2-1158/6

2-1158/6

Belgische Senaat

ZITTING 2002-2003

23 OKTOBER 2002


Wetsvoorstel houdende regeling van economische en individuele activiteiten met wapens


AMENDEMENTEN


Nr. 111 VAN DE REGERING

Art. 3

In § 1, 7º, van dit artikel de woorden « de aanvalskracht wordt verhoogd » vervangen door de woorden « hun technische eigenschappen niet meer overeenstemmen met die van het model zoals omschreven in de vergunning tot het voorhanden hebben ervan ».

Verantwoording

Deze tegelijk preciezere en ruimere omschrijving geeft duidelijker de bedoeling weer van de bepaling, die nog was opgesteld in de bewoordingen van de wet van 1933.

Nr. 112 VAN DE REGERING

Art. 3

Paragraaf 1, 10º, van dit artikel vervangen als volgt :

« 10º vuurwapens uitgerust met de volgende onderdelen en hulpstukken, evenals de volgende onderdelen en hulpstukken afzonderlijk :

­ geluiddempers;

­ laders met een grotere capaciteit dan de normale voor een bepaald model vuurwapen;

­ richtapparatuur voor vuurwapens, die een straal projecteert op het doel;

­ mechanismen die toelaten een vuurwapen om te vormen tot een automatisch vuurwapen. »

Verantwoording

Uit de besprekingen is gebleken dat er duidelijk moet worden gesteld dat geluiddempers in alle gevallen verboden zijn. Bovendien is het wenselijk de opsomming te vervolledigen met andere onderdelen en hulpstukken die hetzij nu reeds verboden zijn (de richtapparatuur), hetzij een nieuwe bedreiging vormen (de « high capacity-laders »), hetzij het verbod op automatische wapens kunnen ondergraven.

Nr. 113 VAN DE REGERING

Art. 27

Paragraaf 3 van dit artikel vervangen als volgt :

« § 3. De wapens bedoeld in artikel 3, § 1, 3º, mogen worden vervaardigd, hersteld, verkocht, ingevoerd en vervoerd door erkende wapenfabrikanten die licentiehouder zijn van de betrokken wapens, met uitsluiting van de tussenpersonen.

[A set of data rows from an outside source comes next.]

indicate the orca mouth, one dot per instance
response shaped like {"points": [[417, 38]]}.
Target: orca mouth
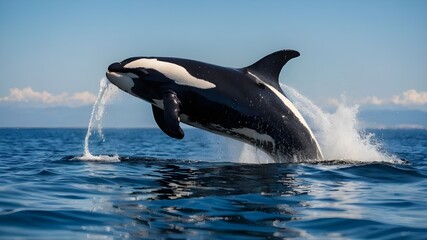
{"points": [[116, 67]]}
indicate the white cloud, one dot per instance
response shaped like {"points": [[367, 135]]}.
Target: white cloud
{"points": [[407, 98], [28, 95], [410, 97]]}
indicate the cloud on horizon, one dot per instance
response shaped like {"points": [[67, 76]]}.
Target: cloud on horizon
{"points": [[408, 98], [29, 96]]}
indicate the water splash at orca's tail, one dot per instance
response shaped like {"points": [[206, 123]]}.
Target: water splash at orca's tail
{"points": [[339, 134]]}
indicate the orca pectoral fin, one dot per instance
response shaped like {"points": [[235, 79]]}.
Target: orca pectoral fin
{"points": [[168, 119]]}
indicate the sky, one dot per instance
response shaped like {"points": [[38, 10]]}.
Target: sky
{"points": [[54, 53]]}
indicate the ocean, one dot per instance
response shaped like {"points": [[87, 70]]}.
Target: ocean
{"points": [[158, 188], [95, 183]]}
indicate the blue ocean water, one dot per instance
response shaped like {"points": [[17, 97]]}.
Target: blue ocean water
{"points": [[196, 188]]}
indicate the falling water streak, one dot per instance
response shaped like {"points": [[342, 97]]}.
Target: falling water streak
{"points": [[106, 92]]}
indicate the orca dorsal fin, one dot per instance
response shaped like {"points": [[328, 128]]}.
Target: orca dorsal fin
{"points": [[268, 68]]}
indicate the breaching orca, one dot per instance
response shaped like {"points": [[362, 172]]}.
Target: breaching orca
{"points": [[246, 104]]}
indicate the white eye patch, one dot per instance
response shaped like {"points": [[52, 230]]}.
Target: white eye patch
{"points": [[172, 71]]}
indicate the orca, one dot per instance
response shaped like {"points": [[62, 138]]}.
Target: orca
{"points": [[246, 103]]}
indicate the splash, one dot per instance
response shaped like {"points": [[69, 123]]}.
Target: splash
{"points": [[106, 92], [339, 134]]}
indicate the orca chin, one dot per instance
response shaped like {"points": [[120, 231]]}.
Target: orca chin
{"points": [[246, 104]]}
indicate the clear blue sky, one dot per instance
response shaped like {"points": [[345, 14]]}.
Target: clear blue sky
{"points": [[358, 48]]}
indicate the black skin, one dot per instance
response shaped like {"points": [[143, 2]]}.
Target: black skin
{"points": [[239, 100]]}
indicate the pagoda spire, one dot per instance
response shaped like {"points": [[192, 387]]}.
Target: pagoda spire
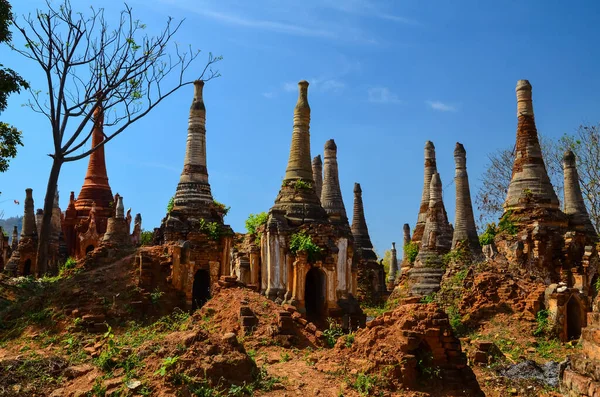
{"points": [[331, 196]]}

Erkende verzamelaars en musea mogen ze aankopen, invoeren en voorhanden hebben op voorwaarde dat ze definitief geneutraliseerd zijn. Automatische vuurwapens mogen evenwel in originele staat worden aangekocht, ingevoerd en voorhanden gehouden door erkende verzamelaars en musea, die er de slagpin moeten uit verwijderen en ze bewaren op de wijze bepaald door de Koning. »

Verantwoording

Het eerste lid betreft een verbetering van de tekst om te vermijden dat de producenten van militaire wapens deze niet meer zouden kunnen vervaardigen en uitvoeren. De uitzondering wordt strikt beperkt tot de eigenlijke fabrikanten omdat reeds is bewezen dat het circuit van tussenpersonen in deze handel leidt tot ondoorzichtige transacties en risico van illegale trafieken.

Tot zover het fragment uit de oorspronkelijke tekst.